Kalender G, Lisy Milan, Stock U A, Endisch A, Kornberger A
Department of Vascular and Endovascular Surgery, DRK Hospital Berlin-Köpenick, Berlin, Germany.
Department of Vascular and Endovascular Surgery, Krankenhaus Nordwest, Frankfurt, Germany.
Int J Vasc Med. 2017;2017:9763075. doi: 10.1155/2017/9763075. Epub 2017 Nov 9.

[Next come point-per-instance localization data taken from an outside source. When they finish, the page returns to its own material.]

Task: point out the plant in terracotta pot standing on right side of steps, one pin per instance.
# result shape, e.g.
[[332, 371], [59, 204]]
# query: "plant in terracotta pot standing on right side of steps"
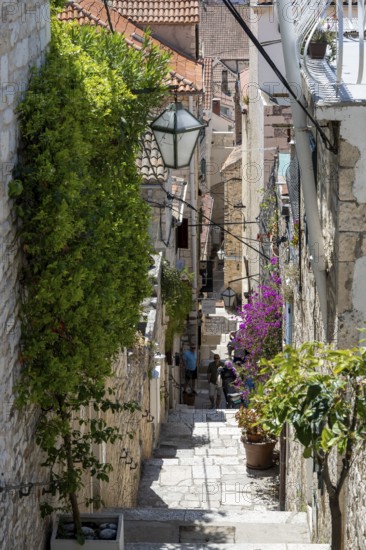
[[258, 443]]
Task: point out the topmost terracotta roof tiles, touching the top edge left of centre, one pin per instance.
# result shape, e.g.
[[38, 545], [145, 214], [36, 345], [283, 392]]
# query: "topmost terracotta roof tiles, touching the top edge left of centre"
[[158, 11]]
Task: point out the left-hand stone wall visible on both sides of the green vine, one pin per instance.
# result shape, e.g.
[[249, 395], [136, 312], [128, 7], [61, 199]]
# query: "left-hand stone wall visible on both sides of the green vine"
[[24, 35]]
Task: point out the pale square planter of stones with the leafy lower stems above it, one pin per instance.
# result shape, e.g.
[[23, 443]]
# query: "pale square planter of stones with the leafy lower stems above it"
[[69, 440]]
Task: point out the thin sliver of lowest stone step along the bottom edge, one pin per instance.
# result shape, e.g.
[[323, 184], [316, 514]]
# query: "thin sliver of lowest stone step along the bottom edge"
[[244, 546]]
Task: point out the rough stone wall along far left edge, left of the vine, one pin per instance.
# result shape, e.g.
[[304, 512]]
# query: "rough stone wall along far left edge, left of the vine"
[[24, 35]]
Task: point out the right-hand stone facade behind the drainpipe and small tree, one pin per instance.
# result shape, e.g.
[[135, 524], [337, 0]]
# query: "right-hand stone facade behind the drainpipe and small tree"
[[343, 216]]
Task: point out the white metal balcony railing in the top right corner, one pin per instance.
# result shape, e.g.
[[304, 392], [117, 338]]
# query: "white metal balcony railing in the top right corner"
[[348, 21]]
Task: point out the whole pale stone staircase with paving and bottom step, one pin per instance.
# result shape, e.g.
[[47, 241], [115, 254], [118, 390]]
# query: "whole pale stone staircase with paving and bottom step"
[[196, 493]]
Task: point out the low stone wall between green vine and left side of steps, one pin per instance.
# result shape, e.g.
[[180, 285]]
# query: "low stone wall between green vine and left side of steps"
[[141, 375]]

Patients who undergo endovascular repair of aortic aneurysms (EVAR) require life-long surveillance because complications including, in particular, endoleaks, aneurysm rupture, and graft dislocation are diagnosed in a certain share of the patient population and may occur at any time after the original procedure. Radiation exposure in patients undergoing EVAR and post-EVAR surveillance has been investigated by previous authors. Arriving at realistic exposure data is essential because radiation doses resulting from CT were shown to be not irrelevant. Efforts directed at identification of factors impacting the level of radiation exposure in both the course of the EVAR procedure and post-EVAR endovascular interventions and CTAs are warranted as potentially modifiable factors may offer opportunities to reduce the radiation. In the light of the risks found to be associated with radiation exposure and considering the findings above, those involved in EVAR and post-EVAR surveillance should aim at optimal dose management.
接受腹主动脉瘤血管内修复术(EVAR)的患者需要终身监测,因为在一定比例的患者中会诊断出包括内漏、动脉瘤破裂和移植物脱位等并发症,且这些并发症可能在原手术后的任何时间发生。先前的作者已经对接受EVAR及EVAR术后监测的患者的辐射暴露情况进行了研究。得出实际的暴露数据至关重要,因为CT产生的辐射剂量并非无关紧要。鉴于CTA可能存在潜在的可改变因素,识别在EVAR手术过程以及EVAR术后血管内干预和CTA中影响辐射暴露水平的因素的工作是有必要的,因为这些潜在的可改变因素可能提供降低辐射的机会。鉴于已发现的与辐射暴露相关的风险,并考虑到上述研究结果,参与EVAR及EVAR术后监测的人员应致力于优化剂量管理。